06.04.2016, 13:50 Uhr

Das Warten hat sich gelohnt

Große Freude über den gelungenen Weinjahrgang 2015 bei: (v.l.) Erich & Walter Polz, Dir. Helmut Kirchengast, Weinkönigin Johanna II., Bgm. Helmut Leitenberger, Vizebgm. Helga Cernko und und Dir. Anton Gumpl.

Die jungen Seggauer Weine des Jahrgangs 2015 bereiteten bei der 9. Weinpräsentation Organisatoren wie Besuchern große Freude.

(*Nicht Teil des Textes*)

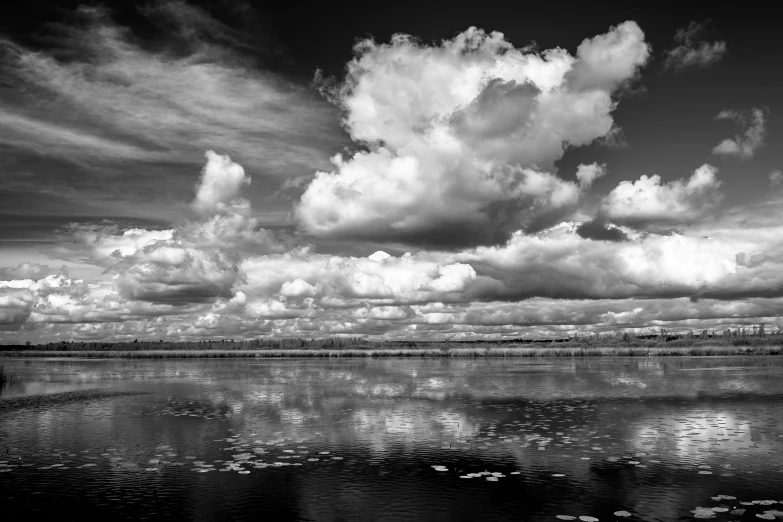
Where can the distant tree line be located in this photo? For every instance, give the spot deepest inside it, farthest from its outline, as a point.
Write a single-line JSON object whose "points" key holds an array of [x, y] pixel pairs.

Im Tagungs- und Kongreßzentrum von Schloss Seggau hat das lang ersehnte Warten auf den neuen Wein ein vergnügliches Ende gefunden. Gutsverwalter Dir. Helmut Kirchengast sowie die für die Vinifizierung verantwortlichen Partner Erich und Walter Polz stellten, angesichts der hohen Qualität der edlen Tropfen, mit großer Freude die neuen Seggauer Weine den Weinbeißern vor.

Warten auf den Wein

"Wenn man bewusst auf etwas verzichtet, darf man nachher etwas Großes erfahren. Das passt perfekt zum Thema Wein", betonte Gutsverwalter Dir. Kirchengast. Denn das Licht strahle immer heller, so Kirchengast, wenn man aus dem dunklen Raum ins Helle trete. Der neue Jahrgang verspreche jedenfalls ein sehr, sehr feiner Jahrgang zu werden.

Gute Partnerschaft

Der Gutsverwalter unterstrich bei der neunten gemeinsamen Präsentation der Seggauer Weine auch auf die gute Partnerschaft mit dem Weingut Erich & Walter Polz, das seit 2004 für die Vinifizierung die Seggauer Weine verantwortlich zeichnet. Seit 2007 hat das Weingut Erich & Walter Polz die Weinberge des Mensalgutes Schloss Seggau gepachtet und bewirtschaftet diese in Eigenverantwortung.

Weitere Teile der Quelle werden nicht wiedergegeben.